Lactobacillus strains have been demonstrated in numerous studies to regulate inflammation, protect the epithelia from pathogen invasion, reinforce the intestinal barrier through the influence of tight junction proteins and stimulate the adaptive immune system.

Microbial engineering strategies have emerged to modify these bacteria for the production of bioactive compounds to supplement native probiotic activities.

Further protein engineering strategies have been used to decorate Lactobacillus species to display antigens and act as living vaccines that efficiently stimulate specific adaptive immunity through interaction with the gut mucosa.
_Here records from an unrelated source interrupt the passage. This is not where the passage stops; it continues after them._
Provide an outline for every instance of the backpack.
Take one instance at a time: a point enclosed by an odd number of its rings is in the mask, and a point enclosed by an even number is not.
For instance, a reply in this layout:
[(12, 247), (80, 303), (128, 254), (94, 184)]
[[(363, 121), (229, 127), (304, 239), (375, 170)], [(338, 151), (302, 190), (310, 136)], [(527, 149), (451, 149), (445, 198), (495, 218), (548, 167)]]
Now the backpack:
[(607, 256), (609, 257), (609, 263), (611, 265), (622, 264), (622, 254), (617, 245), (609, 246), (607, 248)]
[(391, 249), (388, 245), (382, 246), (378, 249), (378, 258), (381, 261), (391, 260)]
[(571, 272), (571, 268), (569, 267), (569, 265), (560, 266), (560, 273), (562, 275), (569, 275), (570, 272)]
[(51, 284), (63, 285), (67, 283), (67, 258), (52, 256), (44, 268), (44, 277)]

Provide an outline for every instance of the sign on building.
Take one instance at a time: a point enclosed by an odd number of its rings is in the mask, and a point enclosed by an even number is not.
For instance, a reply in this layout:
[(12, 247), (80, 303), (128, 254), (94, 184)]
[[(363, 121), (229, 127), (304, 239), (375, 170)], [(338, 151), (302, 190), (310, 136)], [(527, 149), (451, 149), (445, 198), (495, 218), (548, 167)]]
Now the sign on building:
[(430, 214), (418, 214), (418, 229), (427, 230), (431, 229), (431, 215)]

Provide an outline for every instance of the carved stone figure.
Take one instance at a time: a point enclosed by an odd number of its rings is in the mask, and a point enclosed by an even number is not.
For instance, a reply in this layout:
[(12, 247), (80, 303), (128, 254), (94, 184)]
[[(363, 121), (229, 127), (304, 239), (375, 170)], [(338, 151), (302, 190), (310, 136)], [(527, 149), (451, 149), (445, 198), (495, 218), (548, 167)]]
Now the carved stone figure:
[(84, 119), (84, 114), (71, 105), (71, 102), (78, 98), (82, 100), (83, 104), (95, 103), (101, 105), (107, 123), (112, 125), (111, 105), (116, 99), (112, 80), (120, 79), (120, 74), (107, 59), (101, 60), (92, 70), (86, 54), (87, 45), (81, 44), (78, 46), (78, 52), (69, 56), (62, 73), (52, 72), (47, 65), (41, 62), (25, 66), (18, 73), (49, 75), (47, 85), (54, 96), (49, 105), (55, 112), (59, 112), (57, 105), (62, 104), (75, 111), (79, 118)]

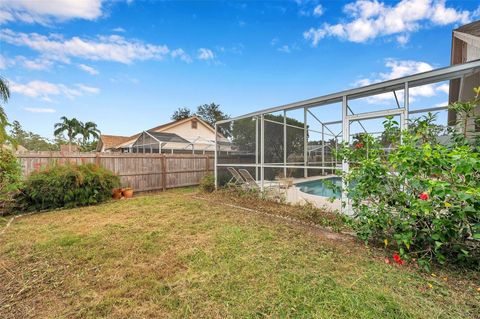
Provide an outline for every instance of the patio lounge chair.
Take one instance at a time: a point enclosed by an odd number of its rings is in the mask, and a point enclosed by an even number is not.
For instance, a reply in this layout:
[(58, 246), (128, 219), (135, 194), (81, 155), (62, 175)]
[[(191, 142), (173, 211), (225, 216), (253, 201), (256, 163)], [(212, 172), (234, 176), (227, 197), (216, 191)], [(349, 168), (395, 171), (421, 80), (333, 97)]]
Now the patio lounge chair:
[(248, 188), (250, 189), (260, 189), (260, 187), (257, 184), (257, 181), (255, 178), (252, 177), (249, 171), (247, 171), (244, 168), (241, 168), (238, 170), (238, 172), (242, 175), (242, 177), (245, 179), (245, 182), (247, 183)]
[[(253, 176), (250, 174), (249, 171), (246, 169), (239, 169), (238, 172), (242, 175), (242, 177), (245, 179), (246, 186), (250, 190), (260, 190), (260, 186), (258, 185), (257, 181)], [(272, 181), (267, 181), (266, 183), (264, 182), (264, 193), (267, 194), (270, 198), (273, 199), (281, 199), (282, 195), (280, 192), (280, 183), (278, 182), (272, 182)]]
[(232, 174), (232, 178), (227, 182), (228, 187), (238, 187), (245, 184), (245, 180), (242, 175), (240, 175), (237, 170), (233, 167), (227, 167), (227, 170)]

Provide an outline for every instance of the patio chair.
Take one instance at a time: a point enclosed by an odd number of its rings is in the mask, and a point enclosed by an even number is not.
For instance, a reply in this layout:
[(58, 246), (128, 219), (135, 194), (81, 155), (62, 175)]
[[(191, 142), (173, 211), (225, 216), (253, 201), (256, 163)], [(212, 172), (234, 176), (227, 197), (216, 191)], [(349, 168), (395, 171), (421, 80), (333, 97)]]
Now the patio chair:
[(228, 187), (238, 187), (245, 184), (245, 180), (242, 175), (240, 175), (237, 170), (233, 167), (227, 167), (227, 170), (232, 174), (232, 178), (227, 182)]
[(257, 181), (255, 180), (255, 178), (252, 177), (252, 175), (250, 174), (249, 171), (247, 171), (244, 168), (241, 168), (241, 169), (238, 170), (238, 172), (245, 179), (245, 182), (247, 183), (247, 186), (250, 189), (260, 189), (260, 187), (257, 184)]
[[(242, 175), (242, 177), (245, 179), (246, 186), (250, 190), (260, 190), (260, 186), (258, 185), (257, 181), (253, 176), (250, 174), (249, 171), (246, 169), (239, 169), (238, 172)], [(279, 199), (281, 197), (280, 193), (280, 183), (278, 182), (272, 182), (272, 181), (264, 181), (264, 192), (267, 195), (270, 195), (274, 199)]]

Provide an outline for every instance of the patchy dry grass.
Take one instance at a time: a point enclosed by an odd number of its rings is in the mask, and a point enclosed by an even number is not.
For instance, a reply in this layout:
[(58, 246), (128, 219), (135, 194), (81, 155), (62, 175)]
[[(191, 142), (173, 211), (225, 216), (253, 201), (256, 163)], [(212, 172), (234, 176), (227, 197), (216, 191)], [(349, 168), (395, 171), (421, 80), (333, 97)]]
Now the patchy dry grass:
[(0, 318), (478, 317), (478, 276), (424, 276), (191, 195), (17, 219), (0, 237)]

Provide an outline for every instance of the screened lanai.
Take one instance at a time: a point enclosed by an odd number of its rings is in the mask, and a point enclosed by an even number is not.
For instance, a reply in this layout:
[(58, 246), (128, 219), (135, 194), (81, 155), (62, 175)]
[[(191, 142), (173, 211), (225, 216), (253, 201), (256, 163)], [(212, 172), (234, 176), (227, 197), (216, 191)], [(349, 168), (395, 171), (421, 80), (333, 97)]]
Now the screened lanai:
[(219, 136), (217, 141), (201, 136), (187, 140), (175, 133), (143, 131), (132, 144), (132, 153), (211, 154), (217, 145), (219, 154), (230, 152), (230, 141)]
[[(216, 144), (215, 183), (224, 186), (230, 180), (228, 168), (248, 171), (261, 191), (288, 178), (293, 186), (286, 191), (287, 200), (297, 196), (322, 205), (328, 192), (302, 190), (312, 181), (348, 172), (351, 163), (336, 155), (339, 145), (353, 145), (365, 133), (381, 139), (387, 117), (405, 129), (416, 118), (434, 116), (441, 138), (452, 124), (449, 103), (470, 98), (479, 82), (476, 60), (219, 121), (215, 130), (228, 139), (231, 152), (220, 152)], [(385, 145), (387, 154), (389, 147)], [(349, 213), (345, 189), (347, 185), (333, 207)]]

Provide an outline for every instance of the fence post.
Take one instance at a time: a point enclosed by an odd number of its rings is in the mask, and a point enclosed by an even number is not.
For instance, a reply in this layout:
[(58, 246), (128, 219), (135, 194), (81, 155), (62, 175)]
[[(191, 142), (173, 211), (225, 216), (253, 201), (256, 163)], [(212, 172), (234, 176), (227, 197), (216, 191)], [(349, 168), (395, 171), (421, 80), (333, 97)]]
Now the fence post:
[(100, 166), (100, 153), (99, 152), (95, 153), (95, 165), (97, 165), (97, 167)]
[(167, 190), (167, 158), (162, 155), (162, 189)]
[(205, 173), (208, 174), (210, 172), (210, 156), (207, 155), (205, 157)]

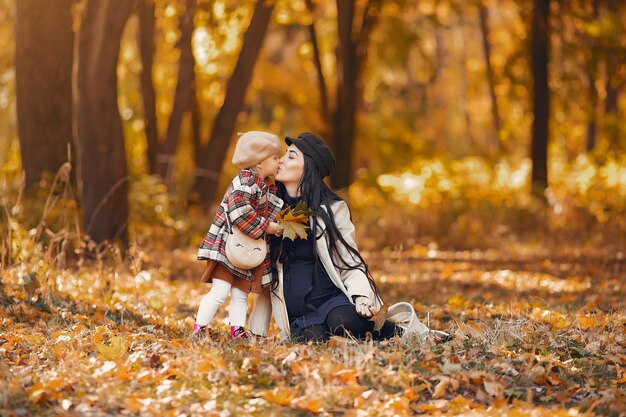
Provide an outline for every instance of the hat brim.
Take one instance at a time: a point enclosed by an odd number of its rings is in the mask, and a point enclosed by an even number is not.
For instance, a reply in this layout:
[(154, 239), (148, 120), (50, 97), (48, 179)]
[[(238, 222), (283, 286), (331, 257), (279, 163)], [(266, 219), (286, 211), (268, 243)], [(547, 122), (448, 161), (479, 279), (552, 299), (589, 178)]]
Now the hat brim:
[(291, 136), (285, 137), (285, 143), (289, 146), (293, 145), (295, 141), (296, 141), (296, 138), (292, 138)]

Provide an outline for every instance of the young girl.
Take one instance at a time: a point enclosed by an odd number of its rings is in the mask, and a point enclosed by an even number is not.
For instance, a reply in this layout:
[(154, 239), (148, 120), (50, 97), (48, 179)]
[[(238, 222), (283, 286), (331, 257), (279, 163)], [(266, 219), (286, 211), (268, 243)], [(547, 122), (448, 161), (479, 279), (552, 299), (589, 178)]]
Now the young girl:
[[(233, 266), (226, 257), (226, 235), (230, 226), (258, 239), (263, 233), (276, 234), (276, 218), (283, 201), (276, 196), (270, 177), (278, 170), (280, 141), (276, 135), (250, 131), (242, 134), (235, 146), (233, 164), (241, 168), (217, 210), (215, 219), (198, 250), (198, 259), (207, 260), (203, 282), (212, 282), (200, 301), (193, 335), (207, 328), (217, 308), (231, 295), (228, 307), (230, 337), (245, 338), (244, 325), (248, 293), (260, 293), (271, 282), (269, 256), (253, 270)], [(229, 221), (227, 222), (226, 216)], [(269, 251), (268, 251), (269, 252)]]

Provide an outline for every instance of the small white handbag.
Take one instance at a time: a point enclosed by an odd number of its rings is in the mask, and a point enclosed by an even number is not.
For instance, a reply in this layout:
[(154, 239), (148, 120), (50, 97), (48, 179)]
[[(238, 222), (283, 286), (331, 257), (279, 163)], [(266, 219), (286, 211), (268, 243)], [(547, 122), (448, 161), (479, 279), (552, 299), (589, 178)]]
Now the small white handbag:
[(229, 221), (228, 211), (226, 224), (228, 224), (228, 236), (226, 237), (226, 258), (234, 267), (239, 269), (254, 269), (265, 260), (267, 243), (265, 233), (258, 239), (251, 238), (236, 227), (232, 227)]
[(403, 339), (412, 336), (423, 339), (430, 332), (430, 329), (417, 318), (413, 306), (405, 301), (389, 307), (387, 320), (404, 329)]
[(431, 330), (417, 318), (413, 306), (406, 301), (396, 303), (387, 310), (387, 320), (404, 330), (403, 340), (411, 340), (417, 337), (419, 340), (426, 339), (429, 335), (435, 340), (445, 342), (450, 339), (450, 334), (441, 330)]

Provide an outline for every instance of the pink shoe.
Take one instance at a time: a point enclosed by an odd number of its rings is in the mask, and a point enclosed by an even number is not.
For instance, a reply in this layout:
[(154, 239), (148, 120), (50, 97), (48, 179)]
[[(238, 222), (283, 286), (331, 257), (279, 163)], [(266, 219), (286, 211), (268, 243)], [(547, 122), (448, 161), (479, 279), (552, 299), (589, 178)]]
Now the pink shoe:
[(195, 323), (193, 325), (193, 333), (192, 333), (193, 337), (195, 337), (196, 339), (199, 339), (200, 338), (200, 332), (203, 331), (203, 330), (206, 330), (206, 324)]
[(230, 326), (230, 339), (247, 339), (248, 335), (243, 326)]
Links between different disease progression mechanisms and the Lactobacillus-influenced levels of neurotransmitters and short-chain fatty acids highlight the potential for disease modulation as shown in animal models.

Lactobacillus species are emerging synthetic biology platforms that can be paired with machine learning combinatorial methods for bacteriocin production to beneficially sculpt gut microbiome composition for SCFA homeostasis, pathogen control and reinforced immunity.